I'm just learning about Dante and AES67 so I hope you don't mind a question or two here. I got an RDL AV-XMN4 to put microphone audio onto my network, and I think I need VSC on a Windows machine to receive audio. What I want to do though is record the audio out to WAV files in 5-minute chunks over a really long period of time (I.e., hours). Linux has a utility called arecord that can do what I want if it can see an audio device to record from. Your solution here looks like it could fill in a missing piece of the puzzle, but I'm not sure I get exactly how to hook it all up. I think that this piece will appear to the Dante Controller on the Windows machine as a device on the network, to which I can send the audio. But does this provide the audio device that arecord can see? Is there perhaps an easier way to get to 5-minute WAV files sequentially over a long period of time? Thanks in advance for any advice you can give.
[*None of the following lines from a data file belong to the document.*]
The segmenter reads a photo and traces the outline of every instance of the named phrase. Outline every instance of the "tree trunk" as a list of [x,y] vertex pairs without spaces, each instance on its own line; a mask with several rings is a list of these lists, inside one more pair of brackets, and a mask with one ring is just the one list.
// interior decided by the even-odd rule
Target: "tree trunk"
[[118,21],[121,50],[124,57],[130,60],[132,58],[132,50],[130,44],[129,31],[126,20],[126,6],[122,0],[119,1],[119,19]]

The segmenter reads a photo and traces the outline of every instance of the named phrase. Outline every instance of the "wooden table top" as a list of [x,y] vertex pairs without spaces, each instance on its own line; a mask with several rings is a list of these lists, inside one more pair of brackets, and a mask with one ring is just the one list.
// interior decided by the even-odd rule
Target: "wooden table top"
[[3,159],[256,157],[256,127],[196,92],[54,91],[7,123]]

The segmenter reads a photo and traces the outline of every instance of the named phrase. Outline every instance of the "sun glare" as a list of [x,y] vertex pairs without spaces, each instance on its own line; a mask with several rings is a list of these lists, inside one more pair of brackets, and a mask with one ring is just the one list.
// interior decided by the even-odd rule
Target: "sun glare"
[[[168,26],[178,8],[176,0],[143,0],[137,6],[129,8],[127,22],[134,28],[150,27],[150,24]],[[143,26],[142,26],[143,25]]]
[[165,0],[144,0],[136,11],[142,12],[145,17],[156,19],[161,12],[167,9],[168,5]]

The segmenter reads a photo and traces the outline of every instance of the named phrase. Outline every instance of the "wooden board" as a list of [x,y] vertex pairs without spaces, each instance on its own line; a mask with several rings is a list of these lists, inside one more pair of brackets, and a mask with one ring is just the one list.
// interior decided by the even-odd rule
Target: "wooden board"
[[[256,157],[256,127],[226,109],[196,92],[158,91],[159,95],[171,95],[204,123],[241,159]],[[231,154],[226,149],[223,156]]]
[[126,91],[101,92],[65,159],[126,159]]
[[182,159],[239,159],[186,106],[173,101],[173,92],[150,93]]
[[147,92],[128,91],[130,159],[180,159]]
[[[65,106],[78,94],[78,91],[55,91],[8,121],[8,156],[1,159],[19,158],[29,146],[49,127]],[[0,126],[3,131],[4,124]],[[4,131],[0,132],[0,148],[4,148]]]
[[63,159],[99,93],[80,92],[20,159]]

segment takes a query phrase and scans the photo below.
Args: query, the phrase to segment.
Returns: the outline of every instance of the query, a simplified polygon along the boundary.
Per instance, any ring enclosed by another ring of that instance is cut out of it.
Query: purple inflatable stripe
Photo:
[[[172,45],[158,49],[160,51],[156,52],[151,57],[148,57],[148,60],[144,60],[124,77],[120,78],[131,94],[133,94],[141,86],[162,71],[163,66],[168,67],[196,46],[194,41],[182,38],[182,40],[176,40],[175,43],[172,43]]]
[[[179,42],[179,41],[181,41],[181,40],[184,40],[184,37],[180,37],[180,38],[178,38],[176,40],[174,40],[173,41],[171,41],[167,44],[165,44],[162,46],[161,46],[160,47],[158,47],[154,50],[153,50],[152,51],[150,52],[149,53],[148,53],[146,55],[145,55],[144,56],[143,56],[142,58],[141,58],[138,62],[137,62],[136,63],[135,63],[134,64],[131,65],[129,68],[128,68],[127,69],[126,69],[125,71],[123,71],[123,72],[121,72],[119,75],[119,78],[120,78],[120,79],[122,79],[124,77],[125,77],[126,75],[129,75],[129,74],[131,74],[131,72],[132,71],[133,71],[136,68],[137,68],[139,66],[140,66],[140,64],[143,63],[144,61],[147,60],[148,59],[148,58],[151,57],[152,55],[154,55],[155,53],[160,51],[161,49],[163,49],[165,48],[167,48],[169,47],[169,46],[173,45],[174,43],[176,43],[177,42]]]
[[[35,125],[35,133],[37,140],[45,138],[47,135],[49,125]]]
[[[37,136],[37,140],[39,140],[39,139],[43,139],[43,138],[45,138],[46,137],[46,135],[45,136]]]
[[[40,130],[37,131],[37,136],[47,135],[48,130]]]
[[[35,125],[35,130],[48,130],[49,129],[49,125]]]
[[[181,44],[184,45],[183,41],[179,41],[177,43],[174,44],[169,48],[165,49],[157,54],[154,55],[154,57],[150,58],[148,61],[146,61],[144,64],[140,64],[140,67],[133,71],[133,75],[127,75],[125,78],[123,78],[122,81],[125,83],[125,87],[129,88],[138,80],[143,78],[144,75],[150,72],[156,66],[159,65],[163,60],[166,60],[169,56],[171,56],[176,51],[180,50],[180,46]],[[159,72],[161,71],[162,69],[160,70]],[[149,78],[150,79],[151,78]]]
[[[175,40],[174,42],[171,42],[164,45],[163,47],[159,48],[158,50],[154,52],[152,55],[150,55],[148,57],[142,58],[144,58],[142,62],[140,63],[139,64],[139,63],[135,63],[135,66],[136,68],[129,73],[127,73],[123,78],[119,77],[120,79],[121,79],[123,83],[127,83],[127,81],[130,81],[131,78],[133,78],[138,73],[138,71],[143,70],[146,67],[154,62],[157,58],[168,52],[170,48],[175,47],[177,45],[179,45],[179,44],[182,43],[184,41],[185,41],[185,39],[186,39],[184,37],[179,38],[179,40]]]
Most reliable way to do this if you must use Windows is to stick within the "Dante" eco system and get Audinate's VSC. Then you can handle recording your 5 minute wav dumps however you see fit. The RDL should show up as a Dante device, you don't need to involve AES67 here.
Basically, you'll use Dante Controller to wire up the 4 channels from the RDL to this virtual device on your Windows machine, which would be trivial for you to record from.
I'm trying this and I get the AES67 transmitter on Dante Controller, but I don't get any Dante receiver to send the Dante audio. Can you give me any hint?